My first response to that is that I'm truly sorry if your human upbringing was poor. Not everyone was as lucky as myself in selecting (or being chosen by, or being randomly paired with) tolerant parents in a nice middle-class city. It isn't necessarily human malice that caused your woes; it's just as possible that you're a victim of poor circumstance or ill-informed choice.
My second response is that, at some point, we all just have to grit our teeth and sit down at the dinner table in front of us. As dragons, I suspect that we are by and large accustomed to more. (Curiously enough, those who complain the loudest about their human lives tend to claim higher positions in their dragon social hierarchy. This gets no sympathy from me, but that's another topic.) Well, culture shock sucks, but it's hit us; we are getting smaller portions of different food, and ultimately it's your choice whether to enjoy the meal.
If you're an emperor, you won't know how peasants eat. Does that give you the right to be offended when they serve you a dinner of beef stew and bread? Are you even going to stop and think that for them, beef might be a luxury, and they've spent more to feed you than they have to support their whole family that day?
(This analogy does partially break down, because it seems obvious on the surface that we as dragons don't get special treatment here on Earth. But stop and think ... how much effort have your friends made to tolerate your dragon leanings, even without understanding what they really mean? How many of their own opinions are they willing to set aside just to accept you as you are?)
* * * * *
That brings us (in a roundabout way) to the last, and most
serious, fallacy of the misanthrope: That, because I am a fellow dragon,
I necessarily share those feelings.
In a word: No. (Bad reptile, no biscuit.) Draconity and human-hating do not go hand in hand. Draconity is not about drawing a line in the sand. Draconity is about declaring one's identity, not one's difference. I am a dragon to be me ... I am not a dragon to get away from myself.
It hurts me greatly when a dragon takes a stance that condones hating others. We have so much in common. There is so much we could teach each other -- such a bond that our common race could create. But I feel no kinship with them.
I cannot deny their draconity, no more than they could deny mine. But I feel ashamed. I feel like I have to apologize to all of my human friends for the actions of my kind. And I have to put these other dragons at a distance, because I want no hate in my life. So I can't even work to change their behavior without compromising myself in some way, letting those negative emotions rub off on me.
I believe in dragons. I believe in our potential. And I believe that hatred isn't it. If the non-dragons in the audience will excuse my indulgence in a little species vanity, I believe we are capable of more than other races; we can be teachers, leaders, guides, or stewards to levels of enlightenment that shorter-lived beings would otherwise struggle blindly for.
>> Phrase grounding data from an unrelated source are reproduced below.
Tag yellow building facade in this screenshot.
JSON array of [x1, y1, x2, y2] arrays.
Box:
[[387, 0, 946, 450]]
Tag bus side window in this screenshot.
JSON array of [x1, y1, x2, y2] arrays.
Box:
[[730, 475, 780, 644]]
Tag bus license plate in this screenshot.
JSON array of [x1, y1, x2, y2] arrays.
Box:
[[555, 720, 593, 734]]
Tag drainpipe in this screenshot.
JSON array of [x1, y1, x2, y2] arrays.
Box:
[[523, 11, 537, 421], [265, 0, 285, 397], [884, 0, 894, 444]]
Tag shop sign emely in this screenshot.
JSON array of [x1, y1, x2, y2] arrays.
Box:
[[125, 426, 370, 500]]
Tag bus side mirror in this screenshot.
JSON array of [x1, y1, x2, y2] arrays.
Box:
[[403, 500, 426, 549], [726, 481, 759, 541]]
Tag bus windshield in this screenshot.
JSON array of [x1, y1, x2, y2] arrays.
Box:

But only if we reach our own potential first. And that's not going to happen if we get caught up in how much better we are than whatever silly form we happen to be occupying at the moment.
* * * * *
And, ultimately, we have to remember that it's the small things
that make a difference.
It sounds cliched, but we really do change the world one person at a time. And in this world of massive information transfer, we're likely to affect people we didn't even realize were listening.
In that spirit, I'd like to leave you with one final thing to ponder. Whether you're a human or a dragon, picture yourself talking to a member of the other group. Imagine them pointing to a particularly embarassing member of their species (the professor in the story above is a good example), grimacing apologetically, and telling you:
"Please understand, we're not all like that."
And then imagine yourself nodding in sympathy.